Many people find investing a tricky topic. If you have reached a place in your life where you have a little extra money, the choices of what to do with it can seem overwhelming.
There are stocks, bonds, retirement accounts and, of course, real estate.
One of the reasons that real estate has remained one of the most popular choices for building wealth is because of its steady and dependable nature. If done correctly, with plenty of research and careful planning, investing in real estate can build a great deal of wealth over time.
Or, as writer Mark Twain put it: “Buy land, they’re not making it anymore.”
The Advantages of Real Estate Investment
There are many ways to invest any extra money you have outside your monthly expenses. You can buy stocks, bonds or certificates of deposit, for example. You can put the money in a tax-deferred 401k and use it to buy into a mutual fund. Or you can simply place it in a savings account.
However, real estate investment provides benefits that are not always available from other types of investments. They include:
- Cash flow. If you own a rental property, you collect payments every month that provides cash directly to you
- Tax benefits. Unlike small business profits, real estate income is not subject to the small business tax.
- Paying the Mortgage. If you buy a property, rent it out and set an appropriate monthly rental price, the rent payments cover your mortgage. That means you grow equity in the property without paying for it. Also, once the mortgage is paid, rental income becomes pure profit (minus maintenance cost).
- As has been seen in Tampa Bay and Florida the past few years, real estate prices can increase rapidly. While dips do occur, over time the value of real estate typically grows.

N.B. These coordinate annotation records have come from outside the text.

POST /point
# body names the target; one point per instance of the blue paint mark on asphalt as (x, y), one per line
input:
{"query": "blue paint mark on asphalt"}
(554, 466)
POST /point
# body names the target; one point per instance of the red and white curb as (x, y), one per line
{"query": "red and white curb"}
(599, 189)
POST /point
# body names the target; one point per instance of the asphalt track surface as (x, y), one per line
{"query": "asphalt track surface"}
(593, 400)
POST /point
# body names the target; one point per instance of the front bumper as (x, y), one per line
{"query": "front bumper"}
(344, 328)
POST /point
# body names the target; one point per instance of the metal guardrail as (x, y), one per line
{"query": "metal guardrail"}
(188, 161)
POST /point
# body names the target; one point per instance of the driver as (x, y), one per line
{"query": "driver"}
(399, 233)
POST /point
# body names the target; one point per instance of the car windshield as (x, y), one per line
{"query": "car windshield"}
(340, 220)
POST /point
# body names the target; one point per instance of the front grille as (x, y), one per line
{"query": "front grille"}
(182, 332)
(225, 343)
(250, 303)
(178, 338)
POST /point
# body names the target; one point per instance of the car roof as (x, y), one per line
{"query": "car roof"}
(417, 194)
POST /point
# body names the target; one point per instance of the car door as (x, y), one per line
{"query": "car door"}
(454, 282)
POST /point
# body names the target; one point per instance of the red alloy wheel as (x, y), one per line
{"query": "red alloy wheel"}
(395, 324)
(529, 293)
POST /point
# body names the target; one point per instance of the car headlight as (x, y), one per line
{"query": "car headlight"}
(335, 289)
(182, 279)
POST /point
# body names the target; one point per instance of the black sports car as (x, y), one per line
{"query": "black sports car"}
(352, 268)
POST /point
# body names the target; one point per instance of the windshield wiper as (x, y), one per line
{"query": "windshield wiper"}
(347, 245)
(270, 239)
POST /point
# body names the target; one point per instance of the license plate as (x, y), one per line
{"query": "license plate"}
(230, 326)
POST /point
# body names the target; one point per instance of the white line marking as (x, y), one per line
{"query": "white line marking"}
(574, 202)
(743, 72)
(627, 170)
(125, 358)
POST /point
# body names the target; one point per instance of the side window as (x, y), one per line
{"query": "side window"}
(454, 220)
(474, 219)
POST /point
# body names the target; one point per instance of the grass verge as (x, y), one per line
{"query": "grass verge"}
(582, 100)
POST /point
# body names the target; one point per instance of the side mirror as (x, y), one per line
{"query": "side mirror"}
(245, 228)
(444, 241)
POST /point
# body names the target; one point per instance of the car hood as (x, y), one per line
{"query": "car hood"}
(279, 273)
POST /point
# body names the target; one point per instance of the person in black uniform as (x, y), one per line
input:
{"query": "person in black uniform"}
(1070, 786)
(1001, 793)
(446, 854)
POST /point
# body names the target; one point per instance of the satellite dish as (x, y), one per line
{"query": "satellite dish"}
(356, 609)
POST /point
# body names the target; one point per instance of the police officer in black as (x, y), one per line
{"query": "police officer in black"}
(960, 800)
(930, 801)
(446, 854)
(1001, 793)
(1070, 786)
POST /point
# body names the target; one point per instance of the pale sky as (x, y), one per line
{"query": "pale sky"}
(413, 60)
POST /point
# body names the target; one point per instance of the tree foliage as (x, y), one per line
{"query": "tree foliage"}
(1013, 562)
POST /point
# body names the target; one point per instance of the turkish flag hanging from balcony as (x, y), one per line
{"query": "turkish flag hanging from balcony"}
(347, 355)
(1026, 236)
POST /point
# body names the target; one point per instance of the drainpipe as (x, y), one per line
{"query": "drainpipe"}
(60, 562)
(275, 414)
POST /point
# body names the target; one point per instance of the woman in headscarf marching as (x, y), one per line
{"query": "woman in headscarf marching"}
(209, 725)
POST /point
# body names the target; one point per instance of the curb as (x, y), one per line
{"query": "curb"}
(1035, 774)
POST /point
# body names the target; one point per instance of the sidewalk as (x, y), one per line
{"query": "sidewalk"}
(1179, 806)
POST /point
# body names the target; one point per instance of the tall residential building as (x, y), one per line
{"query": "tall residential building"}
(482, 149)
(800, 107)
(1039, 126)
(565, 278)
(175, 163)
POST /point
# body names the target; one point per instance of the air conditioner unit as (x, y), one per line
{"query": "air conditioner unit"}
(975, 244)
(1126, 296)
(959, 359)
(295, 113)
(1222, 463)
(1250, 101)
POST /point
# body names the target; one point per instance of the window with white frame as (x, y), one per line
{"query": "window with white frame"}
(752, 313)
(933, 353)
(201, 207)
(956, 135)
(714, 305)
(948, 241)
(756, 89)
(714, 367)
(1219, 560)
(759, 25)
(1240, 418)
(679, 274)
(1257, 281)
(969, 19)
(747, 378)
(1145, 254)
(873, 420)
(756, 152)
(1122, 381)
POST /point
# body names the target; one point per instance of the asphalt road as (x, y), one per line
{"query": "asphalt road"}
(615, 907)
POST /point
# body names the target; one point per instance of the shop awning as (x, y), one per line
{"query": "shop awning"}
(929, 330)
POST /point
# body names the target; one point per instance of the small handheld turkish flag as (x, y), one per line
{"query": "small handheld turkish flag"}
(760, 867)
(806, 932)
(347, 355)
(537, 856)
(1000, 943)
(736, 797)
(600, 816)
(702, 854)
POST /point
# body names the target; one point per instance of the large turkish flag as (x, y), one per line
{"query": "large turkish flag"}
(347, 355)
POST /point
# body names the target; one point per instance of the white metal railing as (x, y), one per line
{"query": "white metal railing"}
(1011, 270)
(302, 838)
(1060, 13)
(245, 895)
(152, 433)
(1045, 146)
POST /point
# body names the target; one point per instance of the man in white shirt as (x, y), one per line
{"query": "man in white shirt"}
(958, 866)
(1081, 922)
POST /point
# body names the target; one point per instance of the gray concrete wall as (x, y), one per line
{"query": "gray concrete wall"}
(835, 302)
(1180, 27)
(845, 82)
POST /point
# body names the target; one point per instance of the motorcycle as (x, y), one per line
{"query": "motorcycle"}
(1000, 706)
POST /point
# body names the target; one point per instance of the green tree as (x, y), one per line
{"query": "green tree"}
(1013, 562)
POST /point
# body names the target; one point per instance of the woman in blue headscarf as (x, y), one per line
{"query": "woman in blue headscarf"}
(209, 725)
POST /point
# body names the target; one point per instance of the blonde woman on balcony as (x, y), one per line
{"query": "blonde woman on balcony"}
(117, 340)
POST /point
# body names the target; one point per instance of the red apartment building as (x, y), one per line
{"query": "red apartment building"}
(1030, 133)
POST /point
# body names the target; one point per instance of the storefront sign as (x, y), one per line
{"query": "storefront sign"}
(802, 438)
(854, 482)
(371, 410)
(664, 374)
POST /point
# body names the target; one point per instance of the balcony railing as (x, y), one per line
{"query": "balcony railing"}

Those represent just some of the advantages of investing in real estate. There’s a reason that real estate remains a primary method for wealthy people to accumulate even more wealth.
Some Ways to Start
There are many different ways to get into real estate investing. However, for those looking to enter into this world for the first time, the following three represent some of the simplest ways of doing so.
This is the typical way most people invest in real estate. As mentioned above, buying a residential or commercial property and then renting it out allows you the grow equity in a property with the mortgage covered by the renters. The usual approach is to charge a rent that covers the mortgage and maintenance costs. The challenge here is finding a tenant – otherwise you are stuck paying the note yourself – or having to deal with a bad tenant who damages a property.
Real Estate Investment Groups
You know how a mutual fund allows you to pool your money with other people, distributing your money across many individual stocks? A real estate investment group is similar, allowing you to join a group in buying a property. For example, a company builds a condo building, and many different people buy into the building, perhaps owning a few units each. However, the company handles all the responsibilities of being the landlord. The key here is doing the research to ensure the company handling the project is solid.
Real Estate Investment Trust
Want to get even farther removed from being a landlord but still reap the rewards of real estate investment? Then consider buying share of a Real Estate Investment Trust (REIT). Companies use the money that investors put into the REIT to buy and operate income properties. You can purchase a share of a REIT on any of the major stock exchanges. They are required by law to pay out 90 percent of profits in the form of dividends, so investors see a steady flow of income. And unlike an actual property, you can cash out at any time.
There are just some of the way to get into real estate investment – other than buying and living in your own home, of course, which also is a form of investment. If you are interested in getting into real estate, research and find the method that works best for you.